Ha, bir de oyunu “modernleştirirken” oyunun temposunu saçma şekilde sekteye uğratan kısımları da güzelce elden geçirmişler. Şimdi isim vermeyeyim ama, oyunun sonlarına doğru kapıştığınız bir boss’la olan dövüşün en heyecanlı yerinde “itmeli çekmeli” bulmaca çözmeye çalışmak… kabul edelim ki saçmaydı. Bu sefer bulmaca çözdürmek yerine boss’un temasına uyan tuzaklar koymuşlar dövüşün arasına. Onlara yakalanmadan ilerlemeye çalışıyorsunuz -ki çok daha akıcı, mantıklı ve hoş olmuş bence.
“What are you buying?

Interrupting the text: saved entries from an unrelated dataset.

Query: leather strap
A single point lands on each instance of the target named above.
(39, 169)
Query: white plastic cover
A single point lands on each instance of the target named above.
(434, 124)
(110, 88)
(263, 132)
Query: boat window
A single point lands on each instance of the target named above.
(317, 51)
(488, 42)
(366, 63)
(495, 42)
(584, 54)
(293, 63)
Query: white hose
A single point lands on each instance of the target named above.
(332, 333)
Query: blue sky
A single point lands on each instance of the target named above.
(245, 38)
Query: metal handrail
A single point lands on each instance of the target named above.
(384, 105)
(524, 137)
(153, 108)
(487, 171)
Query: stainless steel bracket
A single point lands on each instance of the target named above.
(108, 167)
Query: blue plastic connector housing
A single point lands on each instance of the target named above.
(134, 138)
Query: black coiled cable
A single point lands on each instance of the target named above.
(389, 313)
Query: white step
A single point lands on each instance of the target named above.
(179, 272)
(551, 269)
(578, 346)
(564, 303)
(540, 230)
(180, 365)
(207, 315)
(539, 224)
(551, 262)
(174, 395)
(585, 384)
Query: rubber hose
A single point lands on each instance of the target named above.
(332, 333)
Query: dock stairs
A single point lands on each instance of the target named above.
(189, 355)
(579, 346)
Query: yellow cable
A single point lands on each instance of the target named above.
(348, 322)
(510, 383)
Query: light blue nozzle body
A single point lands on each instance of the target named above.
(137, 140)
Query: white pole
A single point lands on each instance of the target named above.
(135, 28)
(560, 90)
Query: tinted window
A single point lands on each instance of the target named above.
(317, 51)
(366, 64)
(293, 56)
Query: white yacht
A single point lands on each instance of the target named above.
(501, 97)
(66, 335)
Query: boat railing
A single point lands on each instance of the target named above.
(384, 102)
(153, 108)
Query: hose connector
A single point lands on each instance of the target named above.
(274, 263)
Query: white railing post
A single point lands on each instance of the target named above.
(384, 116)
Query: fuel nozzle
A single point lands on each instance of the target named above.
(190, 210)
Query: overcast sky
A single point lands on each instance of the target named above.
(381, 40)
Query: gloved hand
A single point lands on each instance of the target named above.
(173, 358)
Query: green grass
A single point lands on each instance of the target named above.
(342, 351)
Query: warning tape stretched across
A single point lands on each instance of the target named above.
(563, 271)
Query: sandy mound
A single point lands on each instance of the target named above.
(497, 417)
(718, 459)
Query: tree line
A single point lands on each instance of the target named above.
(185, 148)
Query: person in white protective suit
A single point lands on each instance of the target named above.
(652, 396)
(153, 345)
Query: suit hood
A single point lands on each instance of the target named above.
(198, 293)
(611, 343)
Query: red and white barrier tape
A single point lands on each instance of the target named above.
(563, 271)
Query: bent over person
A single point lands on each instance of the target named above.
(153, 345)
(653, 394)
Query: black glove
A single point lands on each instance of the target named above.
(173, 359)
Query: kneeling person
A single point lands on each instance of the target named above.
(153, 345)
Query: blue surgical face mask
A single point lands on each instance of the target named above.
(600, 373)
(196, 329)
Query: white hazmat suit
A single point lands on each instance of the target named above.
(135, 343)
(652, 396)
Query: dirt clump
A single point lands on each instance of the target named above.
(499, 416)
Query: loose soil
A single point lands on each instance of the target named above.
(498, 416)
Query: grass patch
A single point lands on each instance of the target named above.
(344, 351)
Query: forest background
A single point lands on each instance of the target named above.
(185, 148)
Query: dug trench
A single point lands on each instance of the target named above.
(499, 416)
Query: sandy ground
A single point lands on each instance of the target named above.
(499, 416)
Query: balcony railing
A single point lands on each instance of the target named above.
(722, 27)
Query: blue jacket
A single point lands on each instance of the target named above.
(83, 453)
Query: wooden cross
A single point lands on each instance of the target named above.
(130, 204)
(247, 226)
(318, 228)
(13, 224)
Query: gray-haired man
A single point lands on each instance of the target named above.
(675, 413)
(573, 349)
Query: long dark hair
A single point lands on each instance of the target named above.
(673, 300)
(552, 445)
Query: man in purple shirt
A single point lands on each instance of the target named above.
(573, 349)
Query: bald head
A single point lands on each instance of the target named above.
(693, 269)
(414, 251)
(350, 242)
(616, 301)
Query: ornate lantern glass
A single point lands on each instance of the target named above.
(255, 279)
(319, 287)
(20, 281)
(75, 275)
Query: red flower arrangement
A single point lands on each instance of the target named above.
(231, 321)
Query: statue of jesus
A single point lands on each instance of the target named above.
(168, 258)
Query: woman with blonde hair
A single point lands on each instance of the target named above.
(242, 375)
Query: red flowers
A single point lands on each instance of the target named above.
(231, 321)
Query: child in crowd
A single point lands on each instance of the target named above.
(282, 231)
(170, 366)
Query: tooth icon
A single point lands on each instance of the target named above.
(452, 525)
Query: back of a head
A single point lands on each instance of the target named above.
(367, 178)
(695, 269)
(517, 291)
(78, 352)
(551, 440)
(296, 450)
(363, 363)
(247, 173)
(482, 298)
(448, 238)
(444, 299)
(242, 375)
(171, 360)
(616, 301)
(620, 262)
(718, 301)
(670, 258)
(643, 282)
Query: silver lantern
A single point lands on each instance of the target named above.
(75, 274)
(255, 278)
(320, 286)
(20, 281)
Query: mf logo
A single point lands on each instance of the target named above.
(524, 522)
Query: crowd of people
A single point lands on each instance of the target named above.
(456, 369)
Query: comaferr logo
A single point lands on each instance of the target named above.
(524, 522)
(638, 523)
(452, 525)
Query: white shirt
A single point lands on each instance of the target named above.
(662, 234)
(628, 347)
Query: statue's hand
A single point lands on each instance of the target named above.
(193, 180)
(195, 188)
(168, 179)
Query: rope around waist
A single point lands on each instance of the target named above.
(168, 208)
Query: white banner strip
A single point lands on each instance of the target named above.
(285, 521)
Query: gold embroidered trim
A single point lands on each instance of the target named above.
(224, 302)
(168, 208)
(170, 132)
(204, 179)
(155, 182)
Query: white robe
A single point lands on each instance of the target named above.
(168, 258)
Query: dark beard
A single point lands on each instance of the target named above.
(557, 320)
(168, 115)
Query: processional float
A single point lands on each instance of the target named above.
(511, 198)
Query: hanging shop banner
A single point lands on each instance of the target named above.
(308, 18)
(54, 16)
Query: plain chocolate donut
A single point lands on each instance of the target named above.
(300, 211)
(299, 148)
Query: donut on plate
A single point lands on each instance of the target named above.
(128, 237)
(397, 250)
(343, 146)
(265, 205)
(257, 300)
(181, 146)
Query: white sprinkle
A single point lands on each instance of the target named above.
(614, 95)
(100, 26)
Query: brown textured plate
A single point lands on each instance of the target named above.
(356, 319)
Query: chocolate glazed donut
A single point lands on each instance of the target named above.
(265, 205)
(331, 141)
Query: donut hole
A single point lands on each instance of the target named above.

What are you selling?”
Senaryo ve bölümlerin temposundaki bu başarılı düzenlemelerden diğer alanlar da nasibini almış. Mesela hemen aklıma gelen birkaç örnekle pekiştireyim: Leon’un bond çantasında isterseniz hâlâ Tetris oynayabilmenize rağmen istemezseniz bu işi neredeyse tamamen otomatiğe bağlayabiliyorsunuz. R3’e bastınız mı oyun otomatik olarak en uygun şekilde çantayı düzenliyor. Vakit kazandıran ve işinizi inanılmaz kolaylaştıran bir ek olmuş. Çantadan yine neyi nasıl birleştirebileceğinizi kolaylıkla görüp hızlı bir şekilde kombine edebiliyorsunuz. Eee bulduğunuz hazineler ve mücevherler ayrı bir slotta toplanıyor ve eskisi gibi hazinelere çok spesifik taşları takıp değerlerini arttırmak yerine çok daha basit bir şekilde farklı renk kombinasyonu yaptığınızda hazinenin fiyatını katlıyorsunuz. Taş slotu olan taca 5 farklı renkte mücevher taktınız mı hazine + mücevherler x2 fiyata satabiliyorsunuz -ki 100,000 ptas’a kadar çıktığım oldu benim bu şekilde. (Özetle, elinizdeki mücevherleri ve hazineleri atmayın, biriktirip farklı renklerde taşlarla bezeyerek satın!) Mor aleviyle bizi karşılayan tüccar dostumuzun görevlerini yaparsanız özel bazı eşyaları satın alabileceğiniz ayrı bir birim kazanıyorsunuz. Ashley artık kendi başının çaresine çok daha iyi bakıp sürekli ayağınıza dolanmıyor, hatta çok çetin boss savaşlarından önce “Sen gir bakayım şu dolabın içine de gıkını çıkartma” diyerek işi daha da garantiye alabiliyorsunuz… Daha bunun gibi oyun tecrübenizi geliştiren tonla şey var.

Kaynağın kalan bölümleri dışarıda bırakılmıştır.